On 2017年12月20日 18:06, Michal Hocko wrote:
> On Wed 20-12-17 14:07:35, kemi wrote:
>>
>>
>> On 2017年12月19日 20:43, Michal Hocko wrote:
>>> On Tue 19-12-17 14:39:25, Kemi Wang wrote:
>>>> To avoid deviation, this patch uses node_page_state_snapshot instead of
>>>> node_page_state for node page stats query.
>>>> e.g. cat /proc/zoneinfo
>>>> cat /sys/devices/system/node/node*/vmstat
>>>> cat /sys/devices/system/node/node*/numastat
>>>>
>>>> As it is a slow path and would not be read frequently, I would worry about
>>>> it.
>>>
>>> The changelog doesn't explain why these counters needs any special
>>> treatment. _snapshot variants where used only for internal handling
>>> where the precision really mattered. We do not have any in-tree user and
>>> Jack has removed this by http://lkml.kernel.org/r/[email protected]
>>> which is already sitting in the mmotm tree. We can re-add it but that
>>> would really require a _very good_ reason.
>>>
>>
>> Assume we have *nr* cpus, and threshold size is *t*. Thus, the maximum deviation is nr*t.
>> Currently, Skylake platform has hundreds of CPUs numbers and the number is still
>> increasing. Also, even the threshold size is kept to 125 at maximum (32765
>> for NUMA counters now), the deviation is just a little too big as I have mentioned in
>> the log. I tend to sum the number in local cpus up when query the global stats.
>
> This is a general problem of pcp accounting. So if it needs to be
> addressed then do it the same way for all stats.
>
>> Also, node_page_state_snapshot is only called in slow path and I don't think that
>> would be a big problem.
>>
>> Anyway, it is a matter of taste. I just think it's better to have.
>
> You are making numastats special and I yet haven't heard any sounds
> arguments for that. But that should be discussed in the respective
> patch.
>

That is because we have much larger threshold size for NUMA counters, that means larger
deviation. So, the number in local cpus may not be simply ignored.

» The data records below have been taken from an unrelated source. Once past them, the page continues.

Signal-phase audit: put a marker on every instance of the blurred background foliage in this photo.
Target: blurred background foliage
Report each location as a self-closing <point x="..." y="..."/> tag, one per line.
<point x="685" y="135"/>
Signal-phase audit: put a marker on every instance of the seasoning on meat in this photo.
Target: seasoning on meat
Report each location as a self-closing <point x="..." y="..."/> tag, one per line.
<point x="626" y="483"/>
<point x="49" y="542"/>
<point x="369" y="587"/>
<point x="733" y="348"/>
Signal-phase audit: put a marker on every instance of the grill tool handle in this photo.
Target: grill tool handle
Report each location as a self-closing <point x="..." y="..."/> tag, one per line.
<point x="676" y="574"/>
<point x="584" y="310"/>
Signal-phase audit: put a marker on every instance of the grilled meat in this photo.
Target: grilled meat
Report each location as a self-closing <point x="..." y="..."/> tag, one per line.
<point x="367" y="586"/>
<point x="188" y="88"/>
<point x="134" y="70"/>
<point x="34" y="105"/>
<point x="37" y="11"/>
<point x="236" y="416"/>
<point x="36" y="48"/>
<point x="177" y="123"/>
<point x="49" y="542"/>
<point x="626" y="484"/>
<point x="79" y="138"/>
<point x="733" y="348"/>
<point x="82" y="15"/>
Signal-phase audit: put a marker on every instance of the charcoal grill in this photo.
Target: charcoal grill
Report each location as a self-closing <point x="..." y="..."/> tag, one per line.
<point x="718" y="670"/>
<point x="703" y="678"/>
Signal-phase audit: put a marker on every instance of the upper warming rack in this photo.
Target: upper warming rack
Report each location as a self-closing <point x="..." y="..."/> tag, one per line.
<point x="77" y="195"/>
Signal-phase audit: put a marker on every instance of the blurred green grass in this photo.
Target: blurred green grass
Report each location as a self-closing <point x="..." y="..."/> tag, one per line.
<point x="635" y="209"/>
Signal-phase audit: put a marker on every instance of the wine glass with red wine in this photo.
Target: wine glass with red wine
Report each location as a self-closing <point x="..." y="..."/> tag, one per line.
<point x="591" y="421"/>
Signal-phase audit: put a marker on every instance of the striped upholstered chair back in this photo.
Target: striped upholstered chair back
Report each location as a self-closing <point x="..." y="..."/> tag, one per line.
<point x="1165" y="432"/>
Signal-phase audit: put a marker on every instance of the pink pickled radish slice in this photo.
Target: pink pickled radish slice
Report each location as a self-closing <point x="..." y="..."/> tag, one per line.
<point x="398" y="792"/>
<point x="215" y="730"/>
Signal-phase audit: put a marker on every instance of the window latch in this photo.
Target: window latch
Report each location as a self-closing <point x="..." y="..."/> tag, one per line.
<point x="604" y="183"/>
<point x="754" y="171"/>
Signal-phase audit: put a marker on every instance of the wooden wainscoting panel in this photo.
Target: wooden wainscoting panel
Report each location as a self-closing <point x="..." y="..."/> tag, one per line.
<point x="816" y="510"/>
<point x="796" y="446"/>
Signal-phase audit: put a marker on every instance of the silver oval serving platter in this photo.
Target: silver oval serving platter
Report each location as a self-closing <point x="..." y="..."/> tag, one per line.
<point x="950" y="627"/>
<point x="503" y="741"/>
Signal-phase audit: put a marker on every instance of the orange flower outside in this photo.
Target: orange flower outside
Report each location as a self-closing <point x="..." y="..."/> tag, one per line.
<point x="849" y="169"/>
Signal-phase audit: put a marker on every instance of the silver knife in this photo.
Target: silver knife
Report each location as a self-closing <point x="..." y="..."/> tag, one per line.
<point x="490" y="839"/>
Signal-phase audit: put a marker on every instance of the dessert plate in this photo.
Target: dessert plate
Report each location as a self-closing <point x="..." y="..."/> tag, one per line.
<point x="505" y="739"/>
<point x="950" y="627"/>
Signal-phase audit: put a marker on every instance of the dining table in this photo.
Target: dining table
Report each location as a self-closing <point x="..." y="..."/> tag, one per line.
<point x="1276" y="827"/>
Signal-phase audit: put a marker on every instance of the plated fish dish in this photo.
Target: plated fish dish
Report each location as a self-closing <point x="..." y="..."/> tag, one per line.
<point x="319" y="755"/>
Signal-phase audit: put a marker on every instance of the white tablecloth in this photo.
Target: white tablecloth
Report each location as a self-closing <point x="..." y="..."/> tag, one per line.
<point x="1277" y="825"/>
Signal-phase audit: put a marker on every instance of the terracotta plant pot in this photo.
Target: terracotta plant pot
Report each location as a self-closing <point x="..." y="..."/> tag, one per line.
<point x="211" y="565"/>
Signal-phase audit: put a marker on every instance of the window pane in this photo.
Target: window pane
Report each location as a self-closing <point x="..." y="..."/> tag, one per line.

>>>> Signed-off-by: Kemi Wang <[email protected]>
>>>> ---
>>>> drivers/base/node.c | 17 ++++++++++-------
>>>> mm/vmstat.c | 2 +-
>>>> 2 files changed, 11 insertions(+), 8 deletions(-)
>>>>
>>>> diff --git a/drivers/base/node.c b/drivers/base/node.c
>>>> index a045ea1..cf303f8 100644
>>>> --- a/drivers/base/node.c
>>>> +++ b/drivers/base/node.c
>>>> @@ -169,12 +169,15 @@ static ssize_t node_read_numastat(struct device *dev,
>>>> "interleave_hit %lu\n"
>>>> "local_node %lu\n"
>>>> "other_node %lu\n",
>>>> - node_page_state(NODE_DATA(dev->id), NUMA_HIT),
>>>> - node_page_state(NODE_DATA(dev->id), NUMA_MISS),
>>>> - node_page_state(NODE_DATA(dev->id), NUMA_FOREIGN),
>>>> - node_page_state(NODE_DATA(dev->id), NUMA_INTERLEAVE_HIT),
>>>> - node_page_state(NODE_DATA(dev->id), NUMA_LOCAL),
>>>> - node_page_state(NODE_DATA(dev->id), NUMA_OTHER));
>>>> + node_page_state_snapshot(NODE_DATA(dev->id), NUMA_HIT),
>>>> + node_page_state_snapshot(NODE_DATA(dev->id), NUMA_MISS),
>>>> + node_page_state_snapshot(NODE_DATA(dev->id),
>>>> + NUMA_FOREIGN),
>>>> + node_page_state_snapshot(NODE_DATA(dev->id),
>>>> + NUMA_INTERLEAVE_HIT),
>>>> + node_page_state_snapshot(NODE_DATA(dev->id), NUMA_LOCAL),
>>>> + node_page_state_snapshot(NODE_DATA(dev->id),
>>>> + NUMA_OTHER));
>>>> }
>>>>
>>>> static DEVICE_ATTR(numastat, S_IRUGO, node_read_numastat, NULL);
>>>> @@ -194,7 +197,7 @@ static ssize_t node_read_vmstat(struct device *dev,
>>>> for (i = 0; i < NR_VM_NODE_STAT_ITEMS; i++)
>>>> n += sprintf(buf+n, "%s %lu\n",
>>>> vmstat_text[i + NR_VM_ZONE_STAT_ITEMS],
>>>> - node_page_state(pgdat, i));
>>>> + node_page_state_snapshot(pgdat, i));
>>>>
>>>> return n;
>>>> }
>>>> diff --git a/mm/vmstat.c b/mm/vmstat.c
>>>> index 64e08ae..d65f28d 100644
>>>> --- a/mm/vmstat.c
>>>> +++ b/mm/vmstat.c
>>>> @@ -1466,7 +1466,7 @@ static void zoneinfo_show_print(struct seq_file *m, pg_data_t *pgdat,
>>>> for (i = 0; i < NR_VM_NODE_STAT_ITEMS; i++) {
>>>> seq_printf(m, "\n %-12s %lu",
>>>> vmstat_text[i + NR_VM_ZONE_STAT_ITEMS],
>>>> - node_page_state(pgdat, i));
>>>> + node_page_state_snapshot(pgdat, i));
>>>> }
>>>> }
>>>> seq_printf(m,
>>>> --
>>>> 2.7.4
>>>>
>>>
>

Subject: Re: [PATCH v2 4/5] mm: use node_page_state_snapshot to avoid deviation

On Wed, 20 Dec 2017, kemi wrote:

> > You are making numastats special and I yet haven't heard any sounds
> > arguments for that. But that should be discussed in the respective
> > patch.
> >
>
> That is because we have much larger threshold size for NUMA counters, that means larger
> deviation. So, the number in local cpus may not be simply ignored.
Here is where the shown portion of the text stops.